You task is to write a python function and return the implementation of the function.
Some requirements:
- The logic is clear and easy to understand.
- The function arguments and return values (if any) should be typed.
- If the function is too long (for example greater than 80 lines), split the logic into multiple smaller functions.
- All functions should have docstring explanation. In the explanation, there should be an simple example to illustrate the function and how to call it.
- The response should contain function with docstring explanation. And DO NOT contain explanation outside of the code
"""
user_prompt_task = "{query}"
task_chain = CasualOllamaChain("qwen3:4b-thinking-2507-q4_K_M", system_prompt_task, user_prompt_task, base_url="192.168.55.1::11434")

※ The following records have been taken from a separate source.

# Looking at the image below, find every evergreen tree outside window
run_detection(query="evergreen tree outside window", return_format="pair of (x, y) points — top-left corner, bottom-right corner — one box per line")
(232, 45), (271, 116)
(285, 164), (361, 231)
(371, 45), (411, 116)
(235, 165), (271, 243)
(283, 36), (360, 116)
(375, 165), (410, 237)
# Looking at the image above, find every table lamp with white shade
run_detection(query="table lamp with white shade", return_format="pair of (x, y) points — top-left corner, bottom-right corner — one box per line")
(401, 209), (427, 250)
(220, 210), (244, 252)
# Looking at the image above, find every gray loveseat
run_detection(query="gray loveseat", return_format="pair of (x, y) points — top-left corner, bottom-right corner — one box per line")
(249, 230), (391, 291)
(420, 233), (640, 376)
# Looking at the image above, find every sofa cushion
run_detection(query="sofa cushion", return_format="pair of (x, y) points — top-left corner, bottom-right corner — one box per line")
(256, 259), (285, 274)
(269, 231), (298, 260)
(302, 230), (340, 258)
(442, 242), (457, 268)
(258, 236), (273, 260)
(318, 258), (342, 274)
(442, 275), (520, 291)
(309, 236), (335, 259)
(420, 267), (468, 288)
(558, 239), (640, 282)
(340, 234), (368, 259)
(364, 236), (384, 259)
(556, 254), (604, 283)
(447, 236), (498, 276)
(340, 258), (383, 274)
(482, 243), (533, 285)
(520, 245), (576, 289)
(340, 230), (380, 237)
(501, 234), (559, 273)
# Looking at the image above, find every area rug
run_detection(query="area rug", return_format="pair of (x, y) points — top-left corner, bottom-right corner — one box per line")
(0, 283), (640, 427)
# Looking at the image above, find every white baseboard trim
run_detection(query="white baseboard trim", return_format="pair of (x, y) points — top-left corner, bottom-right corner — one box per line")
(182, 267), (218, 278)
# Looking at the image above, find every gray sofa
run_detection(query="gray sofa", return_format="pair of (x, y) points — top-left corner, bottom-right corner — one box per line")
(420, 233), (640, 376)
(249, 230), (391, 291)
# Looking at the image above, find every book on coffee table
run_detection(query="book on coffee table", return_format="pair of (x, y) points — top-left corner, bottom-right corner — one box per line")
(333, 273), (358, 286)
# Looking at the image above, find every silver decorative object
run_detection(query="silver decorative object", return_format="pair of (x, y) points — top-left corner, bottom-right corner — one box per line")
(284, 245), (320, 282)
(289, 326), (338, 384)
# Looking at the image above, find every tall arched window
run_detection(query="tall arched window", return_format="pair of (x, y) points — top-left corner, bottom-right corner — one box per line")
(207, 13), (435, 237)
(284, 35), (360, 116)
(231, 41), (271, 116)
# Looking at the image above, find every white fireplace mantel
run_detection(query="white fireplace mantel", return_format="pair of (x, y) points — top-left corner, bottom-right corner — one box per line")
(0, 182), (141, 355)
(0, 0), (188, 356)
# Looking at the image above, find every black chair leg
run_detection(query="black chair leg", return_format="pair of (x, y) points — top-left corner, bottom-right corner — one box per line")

system_prompt_reflection = """/no_think You are a excellent code reviewer and refactor.
Given a function implementation and it explanation, your task is to review and code and correct if contains any mistake.
Some note:
- For the implementation, check if the orignal query and suggested implementation are match.
- Is there any syntax error in the code.
- For the explanation, verify if the docstring follows Google style docstring.
- In the docstring, make sure to have an example to call the function.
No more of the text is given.